Enfin, il y a la question importante de la participation ou non du PCF au prochain gouvernement socialiste. Nous avons expliqué notre point de vue sur cette question dans notre texte Programme et participation gouvernementale, publié dans L’Humanité(supplément Communistes n° 207) du 18 janvier 2006, ainsi que dans notre article Le Piège tendu au PCF. Le programme du PS nous est connu, désormais. Suite à la capitulation de pratiquement tous les dirigeants de la gauche du parti, c’est toujours son aile droite qui le domine. Encore une fois, le programme actuel du PS est certainement le plus droitier qu’ait présenté ce parti depuis sa naissance.

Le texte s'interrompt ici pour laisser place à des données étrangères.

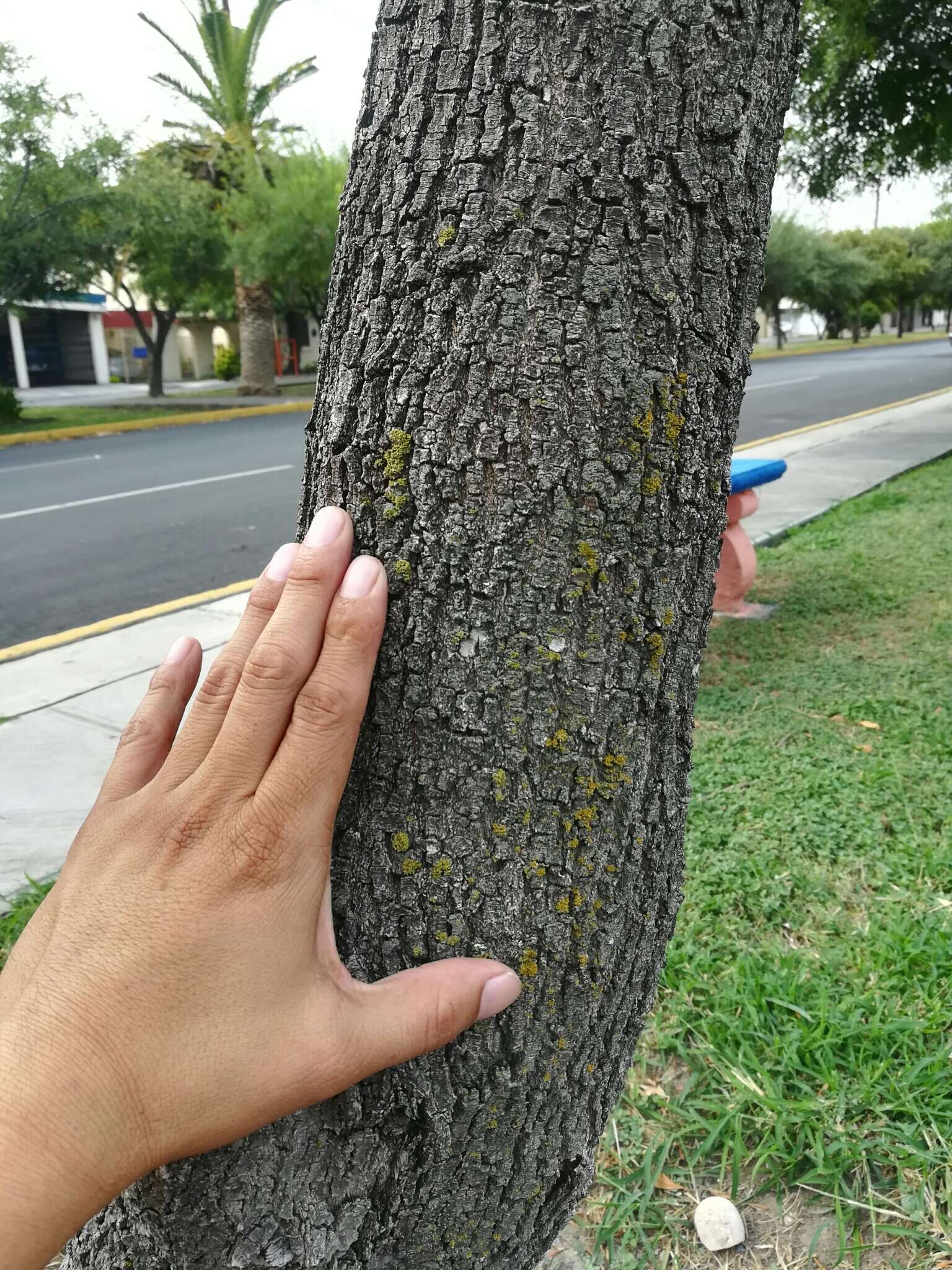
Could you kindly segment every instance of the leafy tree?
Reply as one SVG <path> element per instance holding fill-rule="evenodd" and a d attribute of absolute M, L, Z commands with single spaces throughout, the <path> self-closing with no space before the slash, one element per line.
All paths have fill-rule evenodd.
<path fill-rule="evenodd" d="M 773 318 L 777 348 L 783 348 L 781 305 L 783 300 L 805 300 L 816 273 L 817 235 L 795 216 L 778 212 L 770 221 L 764 258 L 760 306 Z"/>
<path fill-rule="evenodd" d="M 838 339 L 849 326 L 856 344 L 863 325 L 861 307 L 877 284 L 876 265 L 859 243 L 848 235 L 817 234 L 810 274 L 798 298 L 823 314 L 829 339 Z"/>
<path fill-rule="evenodd" d="M 943 208 L 939 208 L 943 211 Z M 927 300 L 946 314 L 946 330 L 952 320 L 952 208 L 948 215 L 920 226 L 929 259 Z"/>
<path fill-rule="evenodd" d="M 162 395 L 162 352 L 175 319 L 202 312 L 228 278 L 228 244 L 207 185 L 161 154 L 137 157 L 112 194 L 96 283 L 131 316 L 151 354 L 149 395 Z M 146 296 L 146 324 L 136 292 Z"/>
<path fill-rule="evenodd" d="M 267 178 L 260 147 L 277 135 L 293 131 L 270 114 L 275 98 L 317 67 L 314 57 L 302 58 L 264 83 L 255 83 L 254 67 L 268 23 L 287 0 L 256 0 L 246 27 L 231 20 L 228 0 L 198 0 L 194 19 L 206 64 L 176 43 L 146 14 L 140 18 L 156 30 L 183 58 L 201 88 L 190 88 L 171 75 L 154 75 L 155 83 L 171 89 L 195 107 L 203 118 L 166 121 L 178 130 L 179 144 L 199 159 L 203 174 L 225 189 L 235 188 L 249 163 Z M 236 231 L 245 226 L 232 225 Z M 274 391 L 273 298 L 267 276 L 235 273 L 235 307 L 241 345 L 240 392 Z"/>
<path fill-rule="evenodd" d="M 928 287 L 929 262 L 916 254 L 911 234 L 905 229 L 871 230 L 864 237 L 864 249 L 878 273 L 882 307 L 895 309 L 899 314 L 896 335 L 901 339 L 909 309 Z"/>
<path fill-rule="evenodd" d="M 806 0 L 787 168 L 814 198 L 952 164 L 952 3 Z"/>
<path fill-rule="evenodd" d="M 53 123 L 71 99 L 29 80 L 29 62 L 0 44 L 0 304 L 88 286 L 100 213 L 123 142 L 95 132 L 58 147 Z"/>
<path fill-rule="evenodd" d="M 268 178 L 249 173 L 228 199 L 228 215 L 244 226 L 234 236 L 242 274 L 268 278 L 275 301 L 320 323 L 327 297 L 338 202 L 348 154 L 319 146 L 268 156 Z"/>
<path fill-rule="evenodd" d="M 529 1270 L 586 1194 L 679 902 L 797 22 L 382 4 L 301 508 L 391 579 L 336 941 L 362 979 L 491 955 L 526 989 L 137 1182 L 69 1270 Z"/>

Ceci signifie que le retour d’un gouvernement socialiste ne résoudra aucun des problèmes qui se posent. Cela ne mettra pas un terme à la régression sociale et au chômage. L’idée de Dominique Strauss-Kahn, selon laquelle il serait possible de réaliser le plein emploi et de réduire de façon significative la précarité, sans toucher aux intérêts des capitalistes, est évidemment un leurre. (Malheureusement, le projet « sécurité de l’emploi et de la formation », défendu par le PCF, ne dit pas autre chose). Les travailleurs et les jeunes vont donc se retrouver, sous la gauche comme sous la droite, dans l’obligation de mener des luttes sociales particulièrement âpres pour empêcher une nouvelle dégradation de leurs conditions de vie. Dans ces conditions, la participation du PCF dans le prochain gouvernement de gauche devrait être fermement et catégoriquement exclue. Alors que la conclusion d’accords électoraux dans le but de battre la droite n’empêche pas le PCF de se distinguer de la politique du PS, un gouvernement ne peut pas poursuivre deux politiques. Participer au prochain gouvernement signifierait assumer la responsabilité de la politique de l’aile droite du PS.

Dans la bataille électorale de 2007, le PCF pourra compter sur le soutien et la participation active des militants marxistes qui se reconnaissent dans les idées de La Riposte, et ce indépendamment de nos critiques à l’égard du programme du parti. Nous pensons que le parti peut et doit jouer un rôle majeur dans les luttes sociales qui se développeront inévitablement dans les années à venir. Face à la crise du capitalisme, la jeunesse et les travailleurs ont plus que jamais besoin d’un PCF fort et combatif. Ainsi, les conditions objectives sont réunies pour que le parti se renforce considérablement, aussi bien sur le plan électoral que militant. Mais les choses ne se feront pas d’elles-mêmes. Aux jeunes et aux salariés, toujours plus nombreux, qui cherchent une alternative à l’enfer capitaliste, le parti doit offrir un programme à la hauteur de la situation. Et ce programme ne peut être que celui du renversement du capitalisme et de la transformation socialiste de la société.